With 2014 drawing to a close, the health insurance industry has its eyes set on 2015 and beyond. This past year focused on trends throughout the industry--namely, the use of technology.
Big data and wearable tech, among other things, have the capacity to revolutionize health insurance, reports LifeHealthPRO. Listed below are two major trends to look for in 2015 and beyond, according to the article.
More than 90 million wearable-tech devices--like Google Glass, Nike FuelBand and Fitbit Flex--shipped in 2014, notes the article. Come 2017, both the sports and health industries will use some 170 million of these devices, according to ABI Research.
But to succeed with wearables, insurance companies must have the necessary analytic capabilities and structure to make the most of the data provided by the health devices, FierceHealthPayer previously reported.
The news about this trend bodes well for insurers who hope to engage their members.
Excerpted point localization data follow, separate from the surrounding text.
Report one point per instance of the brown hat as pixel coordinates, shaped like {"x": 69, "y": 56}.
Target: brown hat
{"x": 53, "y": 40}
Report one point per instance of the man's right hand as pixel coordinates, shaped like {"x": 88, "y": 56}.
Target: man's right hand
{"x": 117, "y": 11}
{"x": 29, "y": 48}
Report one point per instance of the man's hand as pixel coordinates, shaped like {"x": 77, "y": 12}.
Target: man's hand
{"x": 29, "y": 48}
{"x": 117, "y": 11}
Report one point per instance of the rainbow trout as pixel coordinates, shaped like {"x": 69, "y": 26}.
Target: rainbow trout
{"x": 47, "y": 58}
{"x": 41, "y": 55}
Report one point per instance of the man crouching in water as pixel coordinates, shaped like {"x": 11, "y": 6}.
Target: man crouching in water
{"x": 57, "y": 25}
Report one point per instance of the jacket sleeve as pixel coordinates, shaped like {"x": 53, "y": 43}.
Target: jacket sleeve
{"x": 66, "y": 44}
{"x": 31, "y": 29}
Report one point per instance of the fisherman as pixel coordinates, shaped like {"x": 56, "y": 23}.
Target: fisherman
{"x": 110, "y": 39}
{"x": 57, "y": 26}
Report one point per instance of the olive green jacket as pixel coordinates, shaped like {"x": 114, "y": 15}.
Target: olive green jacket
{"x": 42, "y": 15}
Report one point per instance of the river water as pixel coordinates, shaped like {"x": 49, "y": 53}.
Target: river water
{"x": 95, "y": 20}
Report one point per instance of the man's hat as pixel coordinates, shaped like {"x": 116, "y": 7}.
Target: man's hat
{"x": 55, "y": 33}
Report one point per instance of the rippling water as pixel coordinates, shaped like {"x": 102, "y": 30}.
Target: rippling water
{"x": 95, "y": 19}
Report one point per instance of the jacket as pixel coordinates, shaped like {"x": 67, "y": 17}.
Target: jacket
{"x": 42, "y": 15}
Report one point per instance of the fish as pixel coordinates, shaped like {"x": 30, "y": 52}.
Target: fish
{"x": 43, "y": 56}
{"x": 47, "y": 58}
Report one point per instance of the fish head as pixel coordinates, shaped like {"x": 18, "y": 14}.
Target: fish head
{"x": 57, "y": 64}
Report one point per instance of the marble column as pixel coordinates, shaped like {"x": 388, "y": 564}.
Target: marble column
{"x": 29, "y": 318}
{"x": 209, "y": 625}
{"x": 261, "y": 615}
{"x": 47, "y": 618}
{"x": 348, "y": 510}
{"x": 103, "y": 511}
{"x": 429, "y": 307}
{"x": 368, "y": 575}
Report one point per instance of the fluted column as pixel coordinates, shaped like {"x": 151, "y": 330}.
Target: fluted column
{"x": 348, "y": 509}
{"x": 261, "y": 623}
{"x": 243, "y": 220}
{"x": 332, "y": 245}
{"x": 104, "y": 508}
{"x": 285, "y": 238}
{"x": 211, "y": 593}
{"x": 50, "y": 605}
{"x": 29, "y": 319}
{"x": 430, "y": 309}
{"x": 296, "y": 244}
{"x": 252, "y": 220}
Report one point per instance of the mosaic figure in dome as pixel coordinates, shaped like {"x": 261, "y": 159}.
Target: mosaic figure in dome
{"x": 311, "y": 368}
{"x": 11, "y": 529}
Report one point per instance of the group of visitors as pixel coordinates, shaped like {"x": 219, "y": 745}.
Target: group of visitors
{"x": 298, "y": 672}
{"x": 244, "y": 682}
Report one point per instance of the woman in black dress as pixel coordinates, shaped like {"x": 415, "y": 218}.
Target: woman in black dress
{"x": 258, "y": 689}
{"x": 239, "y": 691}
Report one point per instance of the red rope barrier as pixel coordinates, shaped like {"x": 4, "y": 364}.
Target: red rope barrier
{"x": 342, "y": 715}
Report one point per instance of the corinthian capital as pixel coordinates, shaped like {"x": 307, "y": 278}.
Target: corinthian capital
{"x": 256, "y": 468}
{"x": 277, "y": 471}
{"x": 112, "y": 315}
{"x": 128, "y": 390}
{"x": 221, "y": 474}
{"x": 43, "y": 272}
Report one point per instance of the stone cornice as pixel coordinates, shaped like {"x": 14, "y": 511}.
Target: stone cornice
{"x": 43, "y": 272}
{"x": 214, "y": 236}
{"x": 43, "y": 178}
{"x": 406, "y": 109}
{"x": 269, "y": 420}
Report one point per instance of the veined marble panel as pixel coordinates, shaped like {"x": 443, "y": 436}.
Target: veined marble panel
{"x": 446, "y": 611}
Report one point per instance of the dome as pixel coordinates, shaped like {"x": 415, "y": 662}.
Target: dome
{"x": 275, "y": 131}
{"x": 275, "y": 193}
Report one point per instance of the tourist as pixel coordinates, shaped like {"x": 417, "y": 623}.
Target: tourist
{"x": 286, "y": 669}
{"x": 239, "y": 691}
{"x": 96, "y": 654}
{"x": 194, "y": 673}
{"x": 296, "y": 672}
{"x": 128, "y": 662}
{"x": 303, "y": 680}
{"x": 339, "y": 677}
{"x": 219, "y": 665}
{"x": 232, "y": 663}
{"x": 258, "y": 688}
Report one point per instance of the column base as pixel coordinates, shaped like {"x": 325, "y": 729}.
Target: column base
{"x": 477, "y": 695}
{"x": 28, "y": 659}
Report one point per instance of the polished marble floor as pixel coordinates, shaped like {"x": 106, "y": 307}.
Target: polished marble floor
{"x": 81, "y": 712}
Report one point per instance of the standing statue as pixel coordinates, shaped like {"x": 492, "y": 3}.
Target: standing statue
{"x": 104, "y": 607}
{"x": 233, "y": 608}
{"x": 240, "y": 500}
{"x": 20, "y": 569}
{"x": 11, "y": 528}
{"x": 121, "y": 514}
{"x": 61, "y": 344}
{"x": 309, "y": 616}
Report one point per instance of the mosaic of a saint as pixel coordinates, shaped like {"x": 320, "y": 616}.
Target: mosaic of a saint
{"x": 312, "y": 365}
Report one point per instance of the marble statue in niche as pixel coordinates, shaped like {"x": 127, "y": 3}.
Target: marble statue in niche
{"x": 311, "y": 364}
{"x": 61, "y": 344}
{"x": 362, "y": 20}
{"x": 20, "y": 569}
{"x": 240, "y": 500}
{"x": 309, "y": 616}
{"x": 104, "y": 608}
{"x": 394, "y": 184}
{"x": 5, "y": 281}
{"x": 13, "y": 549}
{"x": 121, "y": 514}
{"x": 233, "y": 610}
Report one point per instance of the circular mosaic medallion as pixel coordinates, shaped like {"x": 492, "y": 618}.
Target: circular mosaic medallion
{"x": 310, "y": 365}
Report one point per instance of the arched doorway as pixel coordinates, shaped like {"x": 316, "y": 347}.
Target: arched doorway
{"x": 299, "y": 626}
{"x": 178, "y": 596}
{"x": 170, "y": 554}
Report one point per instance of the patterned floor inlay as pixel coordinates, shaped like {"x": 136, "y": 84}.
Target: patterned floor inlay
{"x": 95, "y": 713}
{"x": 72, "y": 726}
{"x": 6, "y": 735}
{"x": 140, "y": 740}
Consumer interest in purchasing dedicated wearable fitness devices sometime in the next 12 months quadrupled to 13 percent in 2013, from just 3 percent in 2012. One insurer is ready to make that leap--New York-based Oscar Health will give members a free fitness tracker in 2015 and reward members who achieve their fitness goals--and others are bound to follow suit.
For those who are slow or unwilling to adopt technology, consider this: Technology will help humans live longer and healthier lives, notes LifeHealthPRO.
Technology also will be able to produce more data, which will help identify risk, determine solutions and monitor results. These capabilities will, in turn, enable payers to focus on personalizing insurance, which is something that has not been possible until now.
It's plausible that, in 5-10 years, online search engines will be able to inform us about new research that's relevant to an individual's health issues, predicts Ray Kurzweil, a world-renowned scientist and inventor, according to the article. Instead of group rates, consumers could receive individualized rates based entirely on digital health data they've uploaded to the cloud.